Hunt: Growth, change in future for Southern Baptist Convention
Last Modified: Wednesday, October 21, 2009 at 9:57 p.m.
Underwood - Church growth and other planned changes are on the way for the Southern Baptist denomination, according to Johnny Hunt, president of the Southern Baptist Convention.
Hunt was in the Shoals on Wednesday night at Underwood Baptist Church. He was the guest speaker on the final night of the church's annual Bible conference. The event began Sunday.
Jason Moore, associate pastor at Underwood, said Hunt was invited because his message would coincide with the challenges faced not just at Underwood but at other churches.
"Each speaker we've had since Sunday has challenged us as a church to refocus our priorities, and that is to put Christ first and to reach the lost," Moore said. "These are things we're called to do in the community, and (Hunt's) message is a culmination of that as a call to action for Christ."
Hunt was elected for his second term as president at the Southern Baptist Convention in June.

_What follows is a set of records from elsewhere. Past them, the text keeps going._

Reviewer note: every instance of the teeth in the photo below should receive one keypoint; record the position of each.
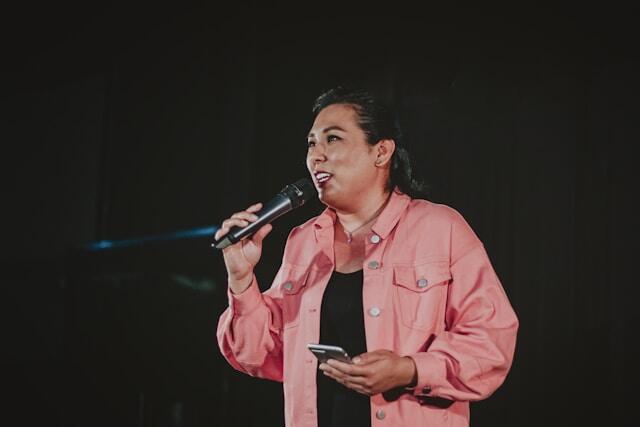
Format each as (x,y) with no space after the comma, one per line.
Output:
(323,176)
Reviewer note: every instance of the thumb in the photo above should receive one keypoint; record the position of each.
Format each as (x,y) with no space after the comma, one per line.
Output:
(259,236)
(369,357)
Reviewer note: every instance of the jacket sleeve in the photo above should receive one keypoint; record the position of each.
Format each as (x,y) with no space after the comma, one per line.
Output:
(471,358)
(250,331)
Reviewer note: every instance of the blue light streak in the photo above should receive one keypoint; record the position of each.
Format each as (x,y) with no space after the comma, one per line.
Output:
(207,231)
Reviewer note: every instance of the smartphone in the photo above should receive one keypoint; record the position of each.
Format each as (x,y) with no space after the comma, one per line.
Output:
(324,352)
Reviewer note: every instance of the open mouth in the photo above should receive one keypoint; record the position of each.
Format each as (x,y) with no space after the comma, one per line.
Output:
(322,177)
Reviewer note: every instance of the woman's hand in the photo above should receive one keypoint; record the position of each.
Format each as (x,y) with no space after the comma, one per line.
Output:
(372,373)
(241,257)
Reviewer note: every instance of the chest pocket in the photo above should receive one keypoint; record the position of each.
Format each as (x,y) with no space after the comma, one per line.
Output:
(293,281)
(421,294)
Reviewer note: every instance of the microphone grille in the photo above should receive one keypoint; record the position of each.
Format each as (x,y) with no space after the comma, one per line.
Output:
(299,192)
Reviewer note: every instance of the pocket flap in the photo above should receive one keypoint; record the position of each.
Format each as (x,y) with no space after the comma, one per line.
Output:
(420,278)
(293,280)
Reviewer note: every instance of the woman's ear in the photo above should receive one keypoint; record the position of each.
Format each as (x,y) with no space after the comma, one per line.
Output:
(385,149)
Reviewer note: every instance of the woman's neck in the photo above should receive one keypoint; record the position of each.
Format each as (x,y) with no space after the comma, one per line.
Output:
(354,217)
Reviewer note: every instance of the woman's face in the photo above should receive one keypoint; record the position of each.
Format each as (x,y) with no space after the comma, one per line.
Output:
(339,159)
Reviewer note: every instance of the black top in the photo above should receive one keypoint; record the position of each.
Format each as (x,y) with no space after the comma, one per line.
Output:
(342,324)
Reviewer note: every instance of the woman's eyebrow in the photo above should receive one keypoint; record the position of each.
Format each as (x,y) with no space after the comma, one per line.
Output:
(327,129)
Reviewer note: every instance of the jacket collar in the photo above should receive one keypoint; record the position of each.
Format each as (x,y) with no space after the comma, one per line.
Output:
(387,220)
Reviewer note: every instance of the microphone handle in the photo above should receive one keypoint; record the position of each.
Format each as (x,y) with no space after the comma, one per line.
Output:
(273,209)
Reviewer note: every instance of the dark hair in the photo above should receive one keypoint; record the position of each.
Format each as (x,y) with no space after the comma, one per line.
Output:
(378,121)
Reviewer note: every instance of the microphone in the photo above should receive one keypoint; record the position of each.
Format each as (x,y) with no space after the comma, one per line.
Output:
(289,198)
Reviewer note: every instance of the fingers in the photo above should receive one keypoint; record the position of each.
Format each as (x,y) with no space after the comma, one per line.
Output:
(259,236)
(359,384)
(238,219)
(370,357)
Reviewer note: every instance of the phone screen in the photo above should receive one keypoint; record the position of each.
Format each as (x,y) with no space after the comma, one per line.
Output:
(324,352)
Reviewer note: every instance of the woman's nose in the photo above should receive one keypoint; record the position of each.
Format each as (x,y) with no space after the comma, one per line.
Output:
(317,154)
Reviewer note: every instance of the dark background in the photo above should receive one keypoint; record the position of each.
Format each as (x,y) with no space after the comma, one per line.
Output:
(120,121)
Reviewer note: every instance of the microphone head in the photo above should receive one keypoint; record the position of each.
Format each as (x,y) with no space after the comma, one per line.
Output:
(299,192)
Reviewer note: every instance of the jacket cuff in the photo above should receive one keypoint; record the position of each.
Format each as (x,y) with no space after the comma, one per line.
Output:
(246,301)
(431,371)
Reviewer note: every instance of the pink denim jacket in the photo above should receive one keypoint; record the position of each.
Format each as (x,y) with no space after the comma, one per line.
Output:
(429,292)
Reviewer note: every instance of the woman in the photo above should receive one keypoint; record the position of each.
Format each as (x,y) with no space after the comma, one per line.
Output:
(402,284)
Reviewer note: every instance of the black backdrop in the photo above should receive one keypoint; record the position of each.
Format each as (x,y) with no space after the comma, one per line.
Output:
(121,121)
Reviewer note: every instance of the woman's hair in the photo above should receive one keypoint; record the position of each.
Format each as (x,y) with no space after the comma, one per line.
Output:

The convention is held every other year. Hunt is the pastor at the First Baptist Church in Woodstock, Ga., just outside of Atlanta.
Southern Baptists are among the most numerous in the Protestant Christian faith in the United States and the Shoals.
During his tenure as president and even before, he said he's seen the denomination become stagnant, with dips not just in membership but in actual number of Southern Baptist churches.
"We need to get serious about planned church growth in our major metropolitan cities," Hunt said. "One hundred years ago, most of the population was in rural areas; the denomination is 145 years old. We've stayed where we are, but the people have moved away. We've got to get back to the people and where they are."
He said one of his goals as president is to establish more churches in the 100 largest cities in America.
Hunt also said more of the denomination's money needs to be dedicated to mission work abroad. One of the goals of Southern Baptists is to do missionary work, which often includes establishing churches and baptizing individuals into the faith.
"We've got a lot of missionaries ready to go, but there's not a lot of money to send them, and it's not because of the economy," he said. "Fifty-eight percent of every dollar given to the state's cooperative organizations stays in the state, and that's too much in my
opinion."
Despite recent surveys from the Pew Forum for Research on Religion and the Public Life that indicate more and more Americans don't identify with an organized religion, Hunt said Christians, especially Southern Baptists, just need to do a better job of preaching the word of God.
"Indications I'm hearing show that more Americans are desirous of hearing the message than churches are there to tell," he said.
Hunt will be back in Alabama in November to be the guest speaker at the state's pastor's conference at Lindsay Lane Baptist Church in Athens.